Mark Evans loves it almost as much as he loves “Highway to Hell". It has everything you want in an AC/DC song plus shakers, tambourines and handclaps, a real Motown touch that George Young and Harry Vanda brought to bear on the recording. They did something similar with the John Paul Young hit “Love Is in the Air”. Percussion was an underlying feature of many early AC/DC songs. This one really grooves. I never get tired of hearing it.

“Rock ’n’ Roll Damnation” was AC/DC’s first hit in the UK charts and a lot of the credit has to go to Michael Klenfner, best known as the fat guy with the moustache who stops Jake and Elwood backstage in the final reel of The Blues Brothers and offers them a recording contract. He was senior vice-president at Atlantic at the time, and insisted the band go back and record a radio-worthy single after they delivered the first cut of Powerage to New York.

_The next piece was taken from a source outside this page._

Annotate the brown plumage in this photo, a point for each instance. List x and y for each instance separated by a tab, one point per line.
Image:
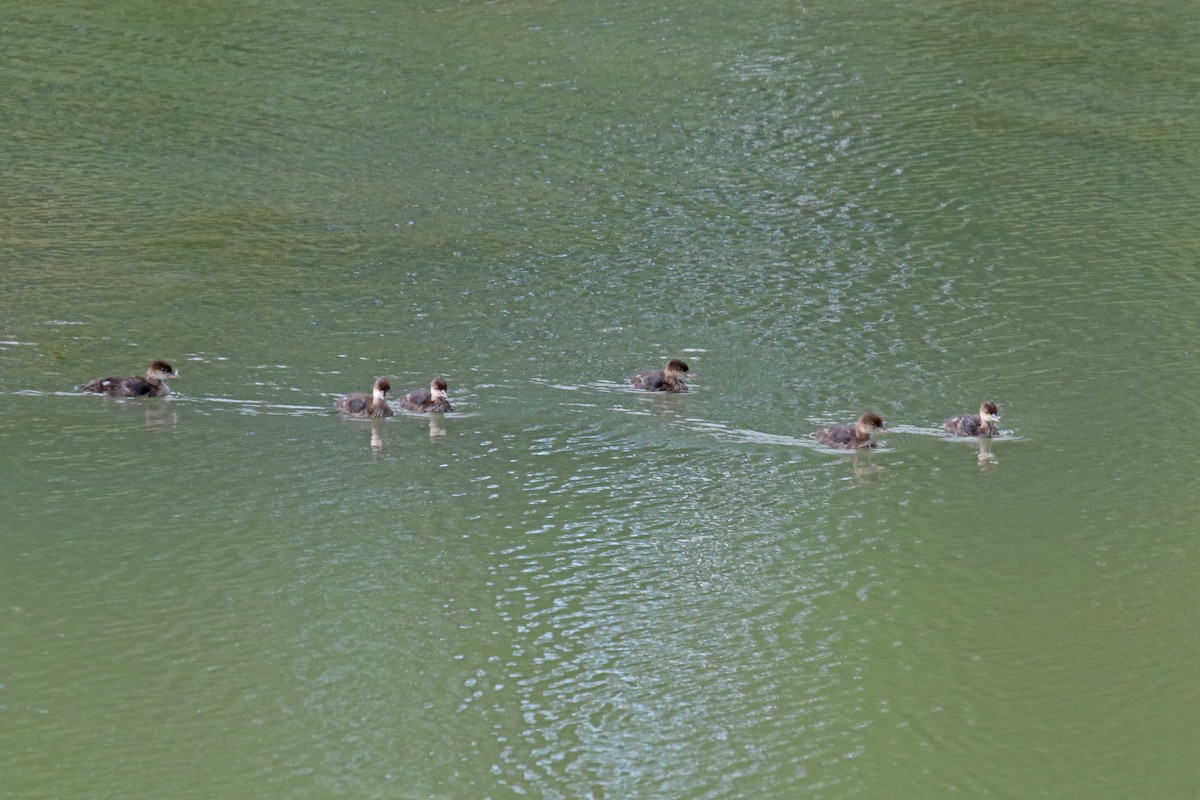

Michael was a real champion of AC/DC behind the scenes at Atlantic, and never got the recognition he was due while he was still alive (he passed away in 2009). He ended up having a falling out with Atlantic president Jerry Greenberg over the choice of producer for Highway to Hell and got fired. But it was Klenfner who arguably did more for the band than anyone else while they were at Atlantic. His story deserves to be known by the fans.